Wenn man sich zu Beginn des Jahres an den sogenannten „Markterwartungen“ orientiert hätte, wäre es für die Weltwirtschaft relativ einfach verlaufen.
Die Inflation ging zurück, die US-Notenbank würde dieses Jahr bis zu sechs Zinssenkungen vornehmen, und mindestens drei, der Börsenboom würde aufgrund des Potenzials künstlicher Intelligenz anhalten und es würde eine geben „sanfte Landung“ für die Weltwirtschaft.
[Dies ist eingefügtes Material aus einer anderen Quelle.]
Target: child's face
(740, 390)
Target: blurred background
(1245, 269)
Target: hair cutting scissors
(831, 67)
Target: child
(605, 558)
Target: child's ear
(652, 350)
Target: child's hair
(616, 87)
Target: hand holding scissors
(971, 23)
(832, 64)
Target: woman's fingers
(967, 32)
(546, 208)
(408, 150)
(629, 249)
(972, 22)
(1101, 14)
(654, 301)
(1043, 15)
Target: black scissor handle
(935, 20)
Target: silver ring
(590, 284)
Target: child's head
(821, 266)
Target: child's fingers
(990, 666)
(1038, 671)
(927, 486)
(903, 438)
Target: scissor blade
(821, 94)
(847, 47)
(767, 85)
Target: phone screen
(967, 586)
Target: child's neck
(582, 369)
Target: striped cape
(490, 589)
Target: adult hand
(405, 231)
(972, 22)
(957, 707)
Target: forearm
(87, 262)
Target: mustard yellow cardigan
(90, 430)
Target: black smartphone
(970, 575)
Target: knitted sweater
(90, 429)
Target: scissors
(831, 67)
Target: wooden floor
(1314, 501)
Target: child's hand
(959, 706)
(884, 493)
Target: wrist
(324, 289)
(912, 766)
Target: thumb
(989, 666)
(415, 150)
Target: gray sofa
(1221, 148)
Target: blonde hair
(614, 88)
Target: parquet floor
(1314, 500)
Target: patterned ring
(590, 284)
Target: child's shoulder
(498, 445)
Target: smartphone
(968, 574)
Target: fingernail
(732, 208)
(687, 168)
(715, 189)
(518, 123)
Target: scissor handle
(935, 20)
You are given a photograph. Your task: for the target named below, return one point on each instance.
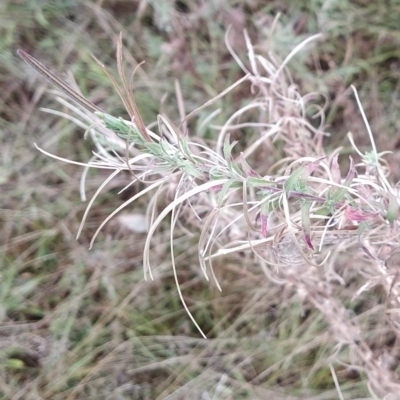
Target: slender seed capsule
(39, 67)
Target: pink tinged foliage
(351, 174)
(264, 223)
(335, 170)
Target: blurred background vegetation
(80, 324)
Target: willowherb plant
(295, 213)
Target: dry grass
(290, 322)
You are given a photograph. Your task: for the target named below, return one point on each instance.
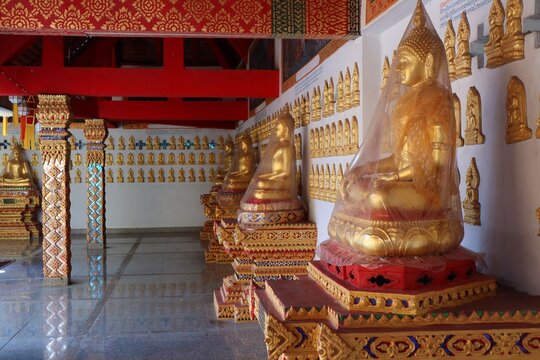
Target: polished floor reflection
(146, 297)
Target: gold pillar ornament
(463, 56)
(473, 118)
(450, 49)
(493, 47)
(95, 131)
(385, 72)
(120, 176)
(131, 176)
(457, 115)
(54, 114)
(405, 202)
(170, 176)
(471, 203)
(517, 128)
(513, 40)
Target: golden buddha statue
(17, 170)
(405, 202)
(242, 166)
(273, 191)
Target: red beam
(162, 111)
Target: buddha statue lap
(406, 202)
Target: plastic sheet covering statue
(400, 197)
(272, 195)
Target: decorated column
(95, 132)
(54, 113)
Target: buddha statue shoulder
(17, 171)
(242, 167)
(411, 188)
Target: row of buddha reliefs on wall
(156, 143)
(151, 178)
(334, 140)
(503, 46)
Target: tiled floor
(146, 297)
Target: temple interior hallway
(148, 297)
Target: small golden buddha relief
(204, 144)
(110, 143)
(450, 49)
(463, 56)
(171, 176)
(78, 177)
(161, 158)
(473, 120)
(151, 176)
(35, 160)
(77, 161)
(202, 175)
(151, 159)
(131, 176)
(181, 175)
(121, 143)
(202, 159)
(471, 203)
(197, 143)
(341, 93)
(131, 143)
(356, 86)
(493, 47)
(120, 176)
(513, 40)
(172, 143)
(385, 72)
(517, 128)
(457, 117)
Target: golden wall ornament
(471, 203)
(517, 128)
(513, 40)
(181, 175)
(131, 176)
(493, 47)
(120, 176)
(463, 56)
(457, 116)
(121, 143)
(119, 159)
(356, 86)
(170, 176)
(385, 73)
(450, 49)
(131, 143)
(95, 131)
(473, 119)
(78, 177)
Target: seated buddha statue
(405, 202)
(17, 171)
(242, 167)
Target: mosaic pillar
(95, 132)
(54, 114)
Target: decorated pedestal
(19, 229)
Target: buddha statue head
(400, 196)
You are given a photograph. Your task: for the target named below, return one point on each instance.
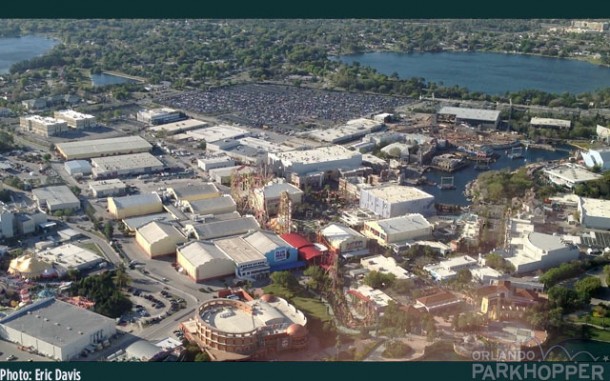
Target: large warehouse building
(594, 213)
(398, 229)
(328, 161)
(125, 165)
(396, 200)
(76, 119)
(159, 116)
(55, 198)
(87, 149)
(137, 205)
(204, 261)
(237, 330)
(56, 329)
(159, 238)
(471, 116)
(41, 125)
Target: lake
(490, 73)
(17, 49)
(464, 176)
(104, 79)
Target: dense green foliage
(564, 271)
(376, 279)
(396, 349)
(595, 189)
(102, 289)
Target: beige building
(159, 238)
(269, 196)
(345, 241)
(76, 119)
(204, 261)
(41, 125)
(132, 206)
(398, 229)
(194, 192)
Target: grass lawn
(93, 247)
(304, 302)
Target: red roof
(296, 240)
(309, 252)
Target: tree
(108, 230)
(121, 278)
(587, 287)
(285, 279)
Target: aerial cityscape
(304, 190)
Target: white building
(385, 265)
(249, 262)
(396, 200)
(594, 213)
(215, 162)
(323, 159)
(76, 119)
(78, 168)
(569, 175)
(159, 116)
(345, 241)
(398, 229)
(597, 158)
(550, 122)
(107, 188)
(56, 329)
(70, 256)
(42, 125)
(448, 269)
(54, 198)
(125, 165)
(204, 261)
(538, 251)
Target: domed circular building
(236, 329)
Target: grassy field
(306, 303)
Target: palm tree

Vier Monate später liegt dieses glückliche Szenario in Trümmern. Die neuesten Daten aus den USA, die sich auch in anderen Ländern widerspiegeln, deuten darauf hin, dass die Inflation, nachdem sie von ihren zuvor hohen Niveaus gefallen ist, einen Knackpunkt oberhalb des Ziels von 2 Prozent erreicht hat, was bedeutet, dass die von den Märkten geforderten Zinssenkungen weiter nach unten gedrückt werden die Strecke.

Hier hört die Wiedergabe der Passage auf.